Steering South Carolinas uninsured residents away from seeking primary treatment in emergency rooms and into free health clinics is a worthy idea. But it wouldnt come close to matching the benefits of expanding Medicaid coverage to hundreds of thousands of low-income South Carolinians.
Last week, S.C. House Republicans launched a proposal designed to serve as an alternative to complying with the federal Affordable Care Act, commonly called Obamacare. The proposal would pay hospitals $35 million next year to guide the uninsured to the states 20 free federally qualified health clinics.
The plan also calls for giving the clinics $10 million next year to treat those patients. The money would come from $62 million the state Department of Health and Human Services received last year but did not spend.
The plan also includes $20 million $6 million in state money and $14 million from the federal government to pay rural hospitals for the entire cost of uncompensated care they provide for low-income patients. Smaller amounts would go to other efforts to expand and improve care, such as $3 million for a program to repay the student loans of doctors who agree to work in underserved areas of the state.
But not a single new person would be insured under the plan. By contrast, expanding Medicaid under the Affordable Care Act would result in about 500,000 more uninsured residents being covered.
While critics are correct in saying that Medicaid suffers from fraud and excess costs, it nonetheless provides essential medical care for hundreds of thousands of families and individuals who otherwise would have no coverage. Expanding Medicaid to cover all those up to 138 percent of the federal poverty level those who make about $15,000 a year would be paid for entirely by the federal government for the next three years.
Federal contributions for newly insured recipients would drop to around 95 percent in 2017, and to 90 percent by 2020. For the first time, low-income adults without children would be guaranteed coverage through Medicaid without the need for a waiver.
Despite whatever waste and fraud might occur, the expansion would provide access to medical care to hundreds of thousands more residents at no cost to the state for the first three years. Even as federal funding is reduced, the state still would enjoy, at worst, a 9-to-1 match from the government.
In addition to covering the uninsured, the expansion also would help boost the states health care industry and create new jobs. That, in turn, would help stimulate the overall economy.

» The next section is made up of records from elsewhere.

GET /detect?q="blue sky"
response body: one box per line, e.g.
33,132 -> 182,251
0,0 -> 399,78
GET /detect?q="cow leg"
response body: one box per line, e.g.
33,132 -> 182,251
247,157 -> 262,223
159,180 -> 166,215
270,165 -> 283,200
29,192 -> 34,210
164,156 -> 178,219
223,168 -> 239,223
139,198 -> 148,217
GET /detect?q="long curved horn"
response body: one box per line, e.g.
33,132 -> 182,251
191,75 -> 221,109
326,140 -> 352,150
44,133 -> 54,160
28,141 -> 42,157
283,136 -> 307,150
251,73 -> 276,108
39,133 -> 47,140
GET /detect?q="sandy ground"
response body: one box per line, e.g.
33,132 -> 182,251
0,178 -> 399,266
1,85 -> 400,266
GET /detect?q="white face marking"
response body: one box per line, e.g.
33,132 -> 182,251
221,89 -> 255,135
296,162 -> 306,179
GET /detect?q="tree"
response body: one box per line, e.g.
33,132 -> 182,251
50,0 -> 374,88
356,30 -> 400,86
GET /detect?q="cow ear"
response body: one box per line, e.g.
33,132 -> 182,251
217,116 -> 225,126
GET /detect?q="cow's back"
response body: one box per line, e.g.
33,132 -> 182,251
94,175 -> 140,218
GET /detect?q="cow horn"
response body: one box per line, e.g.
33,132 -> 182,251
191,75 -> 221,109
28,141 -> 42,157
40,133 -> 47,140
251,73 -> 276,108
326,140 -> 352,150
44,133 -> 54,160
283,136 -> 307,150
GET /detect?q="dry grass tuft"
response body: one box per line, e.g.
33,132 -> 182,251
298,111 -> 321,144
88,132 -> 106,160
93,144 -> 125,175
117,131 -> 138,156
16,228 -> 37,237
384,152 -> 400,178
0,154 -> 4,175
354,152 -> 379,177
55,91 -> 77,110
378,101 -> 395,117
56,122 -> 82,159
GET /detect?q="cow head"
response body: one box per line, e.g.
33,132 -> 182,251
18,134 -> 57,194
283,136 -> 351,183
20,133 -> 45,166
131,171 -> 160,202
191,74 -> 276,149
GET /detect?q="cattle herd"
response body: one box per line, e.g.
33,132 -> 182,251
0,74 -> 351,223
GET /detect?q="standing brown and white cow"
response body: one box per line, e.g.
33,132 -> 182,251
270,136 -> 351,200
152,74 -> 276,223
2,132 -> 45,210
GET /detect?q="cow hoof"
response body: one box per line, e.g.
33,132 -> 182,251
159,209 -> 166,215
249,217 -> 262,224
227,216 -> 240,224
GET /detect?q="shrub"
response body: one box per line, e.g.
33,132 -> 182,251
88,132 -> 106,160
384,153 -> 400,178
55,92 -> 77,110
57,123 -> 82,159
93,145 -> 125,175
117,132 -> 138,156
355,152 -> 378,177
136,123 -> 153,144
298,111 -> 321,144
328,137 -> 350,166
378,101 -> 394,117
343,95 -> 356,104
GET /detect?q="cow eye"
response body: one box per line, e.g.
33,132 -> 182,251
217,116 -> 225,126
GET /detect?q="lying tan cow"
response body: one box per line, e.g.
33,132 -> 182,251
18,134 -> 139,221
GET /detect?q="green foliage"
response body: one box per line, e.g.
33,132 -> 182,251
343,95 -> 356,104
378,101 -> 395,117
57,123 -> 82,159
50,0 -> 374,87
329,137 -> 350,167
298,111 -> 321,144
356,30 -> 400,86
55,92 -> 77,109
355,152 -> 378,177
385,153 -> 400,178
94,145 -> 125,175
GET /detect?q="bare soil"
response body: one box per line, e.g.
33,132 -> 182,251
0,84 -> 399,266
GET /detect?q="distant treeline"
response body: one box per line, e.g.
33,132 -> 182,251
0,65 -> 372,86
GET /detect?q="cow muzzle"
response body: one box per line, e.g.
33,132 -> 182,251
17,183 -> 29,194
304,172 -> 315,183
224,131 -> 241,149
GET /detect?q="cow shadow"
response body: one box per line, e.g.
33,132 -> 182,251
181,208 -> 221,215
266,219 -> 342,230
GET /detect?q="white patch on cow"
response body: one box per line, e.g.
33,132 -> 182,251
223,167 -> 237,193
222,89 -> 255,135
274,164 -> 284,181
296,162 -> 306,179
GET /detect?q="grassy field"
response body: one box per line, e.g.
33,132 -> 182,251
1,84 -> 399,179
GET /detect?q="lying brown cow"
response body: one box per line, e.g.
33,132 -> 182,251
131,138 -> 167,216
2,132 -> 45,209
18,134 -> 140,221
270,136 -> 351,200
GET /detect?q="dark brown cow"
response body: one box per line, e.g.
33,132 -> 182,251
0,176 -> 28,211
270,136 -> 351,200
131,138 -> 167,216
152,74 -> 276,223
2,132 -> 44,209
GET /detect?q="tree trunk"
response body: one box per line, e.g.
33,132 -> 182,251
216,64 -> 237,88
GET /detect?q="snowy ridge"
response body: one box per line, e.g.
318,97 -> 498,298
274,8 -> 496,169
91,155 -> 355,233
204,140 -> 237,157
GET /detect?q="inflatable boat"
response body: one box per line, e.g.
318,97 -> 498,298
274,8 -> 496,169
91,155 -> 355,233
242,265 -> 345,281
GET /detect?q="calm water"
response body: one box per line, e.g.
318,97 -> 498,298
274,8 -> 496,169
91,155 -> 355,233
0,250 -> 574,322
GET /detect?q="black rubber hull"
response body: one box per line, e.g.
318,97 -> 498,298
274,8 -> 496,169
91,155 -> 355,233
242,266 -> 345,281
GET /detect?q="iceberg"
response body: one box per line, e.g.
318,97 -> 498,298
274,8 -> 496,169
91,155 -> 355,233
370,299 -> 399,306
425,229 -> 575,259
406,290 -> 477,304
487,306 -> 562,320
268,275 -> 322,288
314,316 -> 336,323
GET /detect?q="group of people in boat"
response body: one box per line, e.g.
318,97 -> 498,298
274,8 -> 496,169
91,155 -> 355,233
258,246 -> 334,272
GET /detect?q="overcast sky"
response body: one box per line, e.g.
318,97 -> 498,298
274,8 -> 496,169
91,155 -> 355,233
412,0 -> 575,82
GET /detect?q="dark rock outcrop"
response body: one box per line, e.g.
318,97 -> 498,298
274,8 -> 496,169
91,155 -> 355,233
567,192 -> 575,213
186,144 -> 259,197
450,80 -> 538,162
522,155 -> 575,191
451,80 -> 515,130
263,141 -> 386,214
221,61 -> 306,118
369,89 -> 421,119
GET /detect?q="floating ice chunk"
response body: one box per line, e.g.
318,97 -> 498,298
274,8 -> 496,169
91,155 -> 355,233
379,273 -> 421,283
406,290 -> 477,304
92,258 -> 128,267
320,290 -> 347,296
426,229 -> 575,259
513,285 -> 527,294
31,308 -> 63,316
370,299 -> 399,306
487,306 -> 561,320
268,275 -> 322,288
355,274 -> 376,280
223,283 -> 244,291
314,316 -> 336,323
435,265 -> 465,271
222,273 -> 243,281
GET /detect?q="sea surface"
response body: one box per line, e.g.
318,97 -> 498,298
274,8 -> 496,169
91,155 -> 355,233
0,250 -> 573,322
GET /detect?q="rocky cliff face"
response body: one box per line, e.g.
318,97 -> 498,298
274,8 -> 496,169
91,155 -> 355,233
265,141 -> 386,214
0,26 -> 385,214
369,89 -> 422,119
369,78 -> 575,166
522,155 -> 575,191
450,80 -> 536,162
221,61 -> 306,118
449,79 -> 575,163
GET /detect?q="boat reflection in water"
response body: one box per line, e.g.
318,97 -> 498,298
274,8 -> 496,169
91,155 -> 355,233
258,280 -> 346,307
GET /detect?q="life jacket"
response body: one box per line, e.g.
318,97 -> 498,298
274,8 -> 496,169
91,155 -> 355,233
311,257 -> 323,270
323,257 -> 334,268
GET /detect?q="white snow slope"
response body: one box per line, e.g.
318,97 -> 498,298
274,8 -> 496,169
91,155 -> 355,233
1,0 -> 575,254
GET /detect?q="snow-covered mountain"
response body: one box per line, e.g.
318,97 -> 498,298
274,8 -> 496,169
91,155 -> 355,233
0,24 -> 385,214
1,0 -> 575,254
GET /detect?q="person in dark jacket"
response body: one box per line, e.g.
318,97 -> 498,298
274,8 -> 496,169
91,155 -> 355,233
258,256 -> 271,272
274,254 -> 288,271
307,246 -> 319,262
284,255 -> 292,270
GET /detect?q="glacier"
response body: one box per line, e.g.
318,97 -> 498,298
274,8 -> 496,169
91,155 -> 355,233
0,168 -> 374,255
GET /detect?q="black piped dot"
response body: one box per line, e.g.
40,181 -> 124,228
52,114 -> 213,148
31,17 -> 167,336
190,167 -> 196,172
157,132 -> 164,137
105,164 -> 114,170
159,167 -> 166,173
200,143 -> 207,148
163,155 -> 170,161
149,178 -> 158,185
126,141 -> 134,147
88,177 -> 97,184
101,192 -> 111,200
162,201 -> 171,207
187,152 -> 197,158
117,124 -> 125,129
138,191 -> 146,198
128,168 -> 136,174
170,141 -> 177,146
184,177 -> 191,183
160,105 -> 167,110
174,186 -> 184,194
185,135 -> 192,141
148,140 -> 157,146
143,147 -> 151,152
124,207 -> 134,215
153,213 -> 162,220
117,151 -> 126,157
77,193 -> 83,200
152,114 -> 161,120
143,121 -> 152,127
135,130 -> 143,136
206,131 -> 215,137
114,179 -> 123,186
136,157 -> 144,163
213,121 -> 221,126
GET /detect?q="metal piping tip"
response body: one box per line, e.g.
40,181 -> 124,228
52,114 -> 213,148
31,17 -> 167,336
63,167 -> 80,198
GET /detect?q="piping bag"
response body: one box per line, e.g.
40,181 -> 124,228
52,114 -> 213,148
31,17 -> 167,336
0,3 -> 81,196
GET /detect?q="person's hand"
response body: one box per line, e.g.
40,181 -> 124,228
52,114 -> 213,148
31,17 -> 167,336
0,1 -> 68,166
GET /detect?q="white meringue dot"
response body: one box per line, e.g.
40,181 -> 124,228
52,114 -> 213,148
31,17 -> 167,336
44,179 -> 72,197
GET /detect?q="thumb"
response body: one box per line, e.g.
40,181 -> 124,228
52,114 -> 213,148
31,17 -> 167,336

Gov. Nikki Haley and fellow Republicans in the Legislature have opposed the expansion, saying it would cost the state more than $1 billion in total by 2020. But it would cost the state nothing for the first three years and only a fraction of the billions of dollars in federal money that would pour into the state thereafter.
All in all, according the the Congressional Budget Office, states will pay only 2.8 percent more than what they would have spent on Medicaid if there were no health-care bill at all. The program also would help reduce emergency room visits and the cost of treating indigents, which raise the cost of health care for everyone.
If South Carolina does not take advantage of the federal money, the states share will be used somewhere else. The biggest loss, however, would be the lives that might have been saved or improved through access to health care.
Eight Republican governors now have elected to support the expansion of Medicaid in their states. This week, Gov. Chris Christie of New Jersey, a sharp critic of Obamacare, became the latest to embrace the program.
Others include Arizona Gov. Jan Brewer, Ohio Gov. John Kasich, Michigan Gov. Rick Snyder and Florida Gov. Rick Scott. Scott agreed only to a three-year extension of the expansion with the program facing re-evaluation at the end of that period.
That might be an option that Haley and the states Republicans could stomach. With the federal government picking up 100 percent of the cost, it would pose no financial risk to the state.
The only conceivable reason to reject the expansion of Medicaid would be to make a hollow political statement in opposition to Obamacare. But that is political grandstanding at the cost of losing billions of federal dollars to other states and denying health care coverage to hundreds of thousands of uninsured South Carolinians.
And that, we think, would be impossible to justify.